3.Analysis of HIV-1 subtypes and pretreatment drug resistance in newly reported HIV/AIDS cases in Hangzhou, 2020-2022
Ling YE ; Ke XU ; Xingliang ZHANG ; Wenjie LUO ; Jia′nyu YOU ; Sisheng WU ; Min ZHU
Chinese Journal of Microbiology and Immunology 2023;43(7):541-546
Objective:To analyze the HIV-1 subtypes and drug resistance among newly reported HIV/AIDS cases before antiretroviral therapy (ART) in Hangzhou.Methods:Blood samples were collected from newly diagnosed HIV-1/AIDS cases not receiving ART in Hangzhou from 2020 to 2022. HIV-1 pol gene was amplified and then sequenced. A phylogenetic tree was construct using MEGA7.0 software to analyse the HIV-1 subtypes, The sequences were submitted to the Stanford University drug resistance database to identify drug resistance mutation sites and drug sensitivity. Results:A total of 2 700 sequences were obtained. Twelve subtypes were identified, and the predominant subtypes were CRF07_BC (46.8%, 1 263/2 700) and CRF01_AE (34.6%, 933/2 700).
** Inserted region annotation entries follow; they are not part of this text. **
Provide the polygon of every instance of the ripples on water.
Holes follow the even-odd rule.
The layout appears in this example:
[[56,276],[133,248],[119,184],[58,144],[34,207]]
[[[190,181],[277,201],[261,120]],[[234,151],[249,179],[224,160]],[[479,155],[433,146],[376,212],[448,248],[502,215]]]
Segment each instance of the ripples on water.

The overall drug resistance rate before ART was 8.1% (220/2 700) and the resistance rates to protease inhibitors (PIs), nucleoside reverse transcriptase inhibitors (NRTIs) and non-nucleoside reverse transcriptase inhibitors (NNRTIs) were 2.8% (75/2 700), 1.3% (36/2 700) and 4.4% (119/2 700), respectively. Among the 220 drug-resistant cases, mutations conferring resistance to PIs (Q58E), NRTIs (M184V/I) and NNRTIs (K103N/S and E138A/G/K/Q) were detected in 47 (21.4%), 13 (5.9%), 42 (19.1%) and 41 (18.6%) patients, respectively.Conclusions:HIV-1 genotypes were highly complex in newly reported HIV/AIDS cases in Hangzhou from 2020 to 2022. There were cases showing moderate or high resistance to backbone drugs before ART, indicating that HIV-1 monitoring should be strengthened to avoid treatment failure and reduce the spread of drug-resistant strains.